Township in Ohio, US

Claridon Township is one of the fifteen townships of Marion County, Ohio, United States. The 2020 census found 2,777 people in the township, 560 of whom lived in the village of Caledonia.

==Geography==
Located in the eastern part of the county, it borders the following townships:
- Scott Township - north
- Tully Township - northeast corner
- Canaan Township, Morrow County - east
- Cardington Township, Morrow County - southeast corner
- Richland Township - south
- Pleasant Township - southwest corner
- Marion Township - west
- Grand Prairie Township - northwest corner

The village of Caledonia is located in northeastern Claridon Township.

==Name and history==
Statewide, the only other Claridon Township is located in Geauga County.
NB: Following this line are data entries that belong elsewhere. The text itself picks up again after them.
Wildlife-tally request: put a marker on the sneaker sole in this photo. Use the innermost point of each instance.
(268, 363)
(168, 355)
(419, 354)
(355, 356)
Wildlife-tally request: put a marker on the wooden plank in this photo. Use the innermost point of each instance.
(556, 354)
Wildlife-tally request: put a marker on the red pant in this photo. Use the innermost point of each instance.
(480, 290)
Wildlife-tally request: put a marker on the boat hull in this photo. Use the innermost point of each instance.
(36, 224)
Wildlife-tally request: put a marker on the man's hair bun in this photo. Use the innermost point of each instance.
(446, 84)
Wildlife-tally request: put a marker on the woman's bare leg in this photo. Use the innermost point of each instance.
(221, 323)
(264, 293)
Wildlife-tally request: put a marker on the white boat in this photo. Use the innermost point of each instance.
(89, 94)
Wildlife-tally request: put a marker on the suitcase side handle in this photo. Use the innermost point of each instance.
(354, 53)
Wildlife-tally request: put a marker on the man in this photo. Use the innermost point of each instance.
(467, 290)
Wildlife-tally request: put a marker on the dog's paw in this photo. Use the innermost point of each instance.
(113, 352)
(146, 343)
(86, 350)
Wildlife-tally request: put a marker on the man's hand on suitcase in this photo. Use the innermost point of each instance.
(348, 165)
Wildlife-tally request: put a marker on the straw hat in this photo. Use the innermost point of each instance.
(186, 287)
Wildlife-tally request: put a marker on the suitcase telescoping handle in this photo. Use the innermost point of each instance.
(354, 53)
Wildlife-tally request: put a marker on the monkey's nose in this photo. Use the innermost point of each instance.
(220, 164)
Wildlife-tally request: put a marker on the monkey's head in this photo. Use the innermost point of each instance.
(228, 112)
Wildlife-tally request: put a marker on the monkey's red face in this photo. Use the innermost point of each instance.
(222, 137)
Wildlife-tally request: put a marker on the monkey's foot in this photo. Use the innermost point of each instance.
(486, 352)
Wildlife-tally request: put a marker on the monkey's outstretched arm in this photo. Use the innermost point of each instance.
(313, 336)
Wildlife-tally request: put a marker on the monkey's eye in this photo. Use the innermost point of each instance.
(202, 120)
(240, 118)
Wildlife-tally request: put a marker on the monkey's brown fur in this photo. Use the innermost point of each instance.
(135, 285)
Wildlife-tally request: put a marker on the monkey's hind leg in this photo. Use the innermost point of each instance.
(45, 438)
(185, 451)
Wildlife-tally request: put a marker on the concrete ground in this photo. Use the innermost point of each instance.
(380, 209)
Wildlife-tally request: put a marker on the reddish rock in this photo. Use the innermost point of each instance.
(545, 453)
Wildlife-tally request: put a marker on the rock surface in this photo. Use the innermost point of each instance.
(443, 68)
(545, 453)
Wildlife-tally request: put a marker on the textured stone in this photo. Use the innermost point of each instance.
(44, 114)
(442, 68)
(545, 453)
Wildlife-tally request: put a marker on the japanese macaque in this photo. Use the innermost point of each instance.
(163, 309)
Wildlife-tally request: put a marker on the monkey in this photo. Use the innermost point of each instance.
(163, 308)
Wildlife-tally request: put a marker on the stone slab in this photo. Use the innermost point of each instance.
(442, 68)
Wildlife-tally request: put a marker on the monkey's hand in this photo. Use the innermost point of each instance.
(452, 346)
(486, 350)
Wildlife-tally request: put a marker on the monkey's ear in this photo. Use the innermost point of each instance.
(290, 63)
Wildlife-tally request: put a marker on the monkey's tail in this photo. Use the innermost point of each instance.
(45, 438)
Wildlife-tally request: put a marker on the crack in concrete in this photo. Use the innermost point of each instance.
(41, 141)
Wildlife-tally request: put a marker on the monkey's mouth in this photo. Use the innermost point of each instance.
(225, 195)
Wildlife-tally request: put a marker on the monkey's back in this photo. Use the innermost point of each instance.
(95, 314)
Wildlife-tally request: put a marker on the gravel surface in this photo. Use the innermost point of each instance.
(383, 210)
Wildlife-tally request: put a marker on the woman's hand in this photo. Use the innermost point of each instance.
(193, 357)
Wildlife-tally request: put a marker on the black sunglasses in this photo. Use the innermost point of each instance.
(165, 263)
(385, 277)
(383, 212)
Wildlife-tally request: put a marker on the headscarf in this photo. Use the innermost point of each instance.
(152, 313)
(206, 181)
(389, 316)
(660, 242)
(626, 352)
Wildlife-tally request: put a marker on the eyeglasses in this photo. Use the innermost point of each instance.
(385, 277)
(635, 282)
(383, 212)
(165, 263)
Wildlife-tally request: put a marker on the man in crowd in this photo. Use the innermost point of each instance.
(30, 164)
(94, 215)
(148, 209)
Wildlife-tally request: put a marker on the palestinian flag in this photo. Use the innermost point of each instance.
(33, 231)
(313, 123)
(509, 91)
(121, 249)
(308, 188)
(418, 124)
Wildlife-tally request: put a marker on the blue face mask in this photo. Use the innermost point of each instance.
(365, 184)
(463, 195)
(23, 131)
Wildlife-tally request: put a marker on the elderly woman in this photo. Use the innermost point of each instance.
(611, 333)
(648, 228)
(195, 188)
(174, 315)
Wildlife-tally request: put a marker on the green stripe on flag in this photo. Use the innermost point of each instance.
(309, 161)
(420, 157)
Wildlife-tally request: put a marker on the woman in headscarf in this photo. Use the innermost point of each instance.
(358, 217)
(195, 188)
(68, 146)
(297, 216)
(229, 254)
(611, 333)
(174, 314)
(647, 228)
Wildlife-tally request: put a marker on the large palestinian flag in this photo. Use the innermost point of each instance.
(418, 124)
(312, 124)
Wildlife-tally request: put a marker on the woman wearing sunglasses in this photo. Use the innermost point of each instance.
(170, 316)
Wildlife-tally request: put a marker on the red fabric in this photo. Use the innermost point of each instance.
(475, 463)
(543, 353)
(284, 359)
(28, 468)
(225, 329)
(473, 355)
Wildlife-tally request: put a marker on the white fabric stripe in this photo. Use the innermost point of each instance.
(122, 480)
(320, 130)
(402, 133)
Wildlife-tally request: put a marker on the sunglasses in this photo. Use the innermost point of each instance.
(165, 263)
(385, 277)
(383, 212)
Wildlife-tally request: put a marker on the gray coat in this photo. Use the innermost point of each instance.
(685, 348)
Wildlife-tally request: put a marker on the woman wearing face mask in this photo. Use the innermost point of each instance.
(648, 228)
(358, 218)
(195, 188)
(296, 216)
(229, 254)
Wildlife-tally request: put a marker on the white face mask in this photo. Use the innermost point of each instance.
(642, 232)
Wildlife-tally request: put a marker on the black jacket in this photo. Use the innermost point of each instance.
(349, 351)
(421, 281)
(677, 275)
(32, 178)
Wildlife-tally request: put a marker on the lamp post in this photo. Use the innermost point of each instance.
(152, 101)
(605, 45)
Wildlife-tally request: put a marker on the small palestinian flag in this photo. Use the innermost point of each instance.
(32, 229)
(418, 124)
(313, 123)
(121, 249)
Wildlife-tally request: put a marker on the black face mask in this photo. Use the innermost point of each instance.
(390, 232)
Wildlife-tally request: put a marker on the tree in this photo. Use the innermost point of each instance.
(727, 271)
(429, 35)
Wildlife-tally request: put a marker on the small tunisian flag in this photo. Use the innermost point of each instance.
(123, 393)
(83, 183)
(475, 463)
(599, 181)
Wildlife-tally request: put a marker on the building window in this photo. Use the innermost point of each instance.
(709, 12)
During the early formation of Marion County, the community of Claridon was considered as a possible location for the Marion County's county seat, however it lost out to the more centrally located village of Marion, Ohio.

==Government==
The township is governed by a three-member board of trustees, who are elected in November of odd-numbered years to a four-year term beginning on the following January 1. Two are elected in the year after the presidential election and one is elected in the year before it. There is also an elected township fiscal officer, who serves a four-year term beginning on April 1 of the year after the election, which is held in November of the year before the presidential election. Vacancies in the fiscal officership or on the board of trustees are filled by the remaining trustees.